Management later converted many franchise locations into corporate-owned stores, hoping tighter control and new systems would improve results. That bet did not work.

On the latest earnings call, MTY’s chief executive officer Eric Lefebvre said Papa Murphy’s has been “struggling more than our other brands as of recent,” and the corporate segment’s profit plunged.

Corporate profit across Papa Murphy’s and related units fell from 11.3 million dollars to 5.7 million dollars, while corporate revenue dropped 15 percent to 111.7 million dollars. Those numbers show the turnaround moved the brand in the wrong direction, not the right one.

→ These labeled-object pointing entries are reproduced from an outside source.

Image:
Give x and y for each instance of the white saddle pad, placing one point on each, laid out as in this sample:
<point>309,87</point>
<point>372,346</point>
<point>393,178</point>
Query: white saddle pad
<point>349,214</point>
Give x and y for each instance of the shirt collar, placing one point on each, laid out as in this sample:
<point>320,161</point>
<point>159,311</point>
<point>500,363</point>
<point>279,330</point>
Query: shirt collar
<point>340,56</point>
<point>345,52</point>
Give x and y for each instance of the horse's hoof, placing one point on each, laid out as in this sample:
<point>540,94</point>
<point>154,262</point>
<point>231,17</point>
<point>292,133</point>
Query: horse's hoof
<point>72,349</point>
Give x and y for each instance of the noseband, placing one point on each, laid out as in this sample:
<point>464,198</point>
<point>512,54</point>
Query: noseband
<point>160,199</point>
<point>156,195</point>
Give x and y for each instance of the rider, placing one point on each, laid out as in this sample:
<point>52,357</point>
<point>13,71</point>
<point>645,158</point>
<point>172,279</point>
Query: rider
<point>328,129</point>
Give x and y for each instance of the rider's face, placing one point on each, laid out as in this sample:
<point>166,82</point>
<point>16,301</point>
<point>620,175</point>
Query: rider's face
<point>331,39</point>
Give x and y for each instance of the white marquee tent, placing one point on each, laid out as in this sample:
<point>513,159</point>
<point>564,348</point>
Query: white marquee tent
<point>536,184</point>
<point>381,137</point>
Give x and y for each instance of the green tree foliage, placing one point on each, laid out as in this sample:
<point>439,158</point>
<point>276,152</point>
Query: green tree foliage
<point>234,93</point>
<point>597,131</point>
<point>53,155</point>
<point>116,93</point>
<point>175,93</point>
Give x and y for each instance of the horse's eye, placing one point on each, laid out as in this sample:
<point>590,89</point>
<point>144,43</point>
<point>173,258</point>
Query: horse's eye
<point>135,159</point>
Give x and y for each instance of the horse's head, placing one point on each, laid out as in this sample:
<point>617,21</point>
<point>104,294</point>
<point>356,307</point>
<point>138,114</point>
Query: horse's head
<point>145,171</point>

Lefebvre told investors the company will now close 68 poorly performing corporate-owned restaurants over the next six to nine months, including roughly 45 to 50 Papa Murphy’s units. These sites, spread across several banners, lost more than 10 million dollars combined in the last 12 months and continued to slide.

MTY expects to spend 10 to 12 million dollars up front to terminate leases and shut these doors, a painful but targeted move meant to stop further annual losses.

Sales slump meets a shaky business model

Same-store sales across MTY fell 2.1 percent, with declines in both the United States and Canada, indicating broader market weakness. Still, Papa Murphy’s stands out.

The brand sells “take-and-bake” pizzas that customers cook at home, a concept that made sense when budgets were tight and home ovens were central to the home.

Today, pizza buyers face endless delivery deals and loyalty apps from large chains. Lefebvre himself admitted there is “very little loyalty” in pizza and that customers chase the cheapest deal at any given time.

When value-minded customers can hit a button and get hot pizza brought to their door, a trip to pick up cold dough and toppings becomes a tougher sell.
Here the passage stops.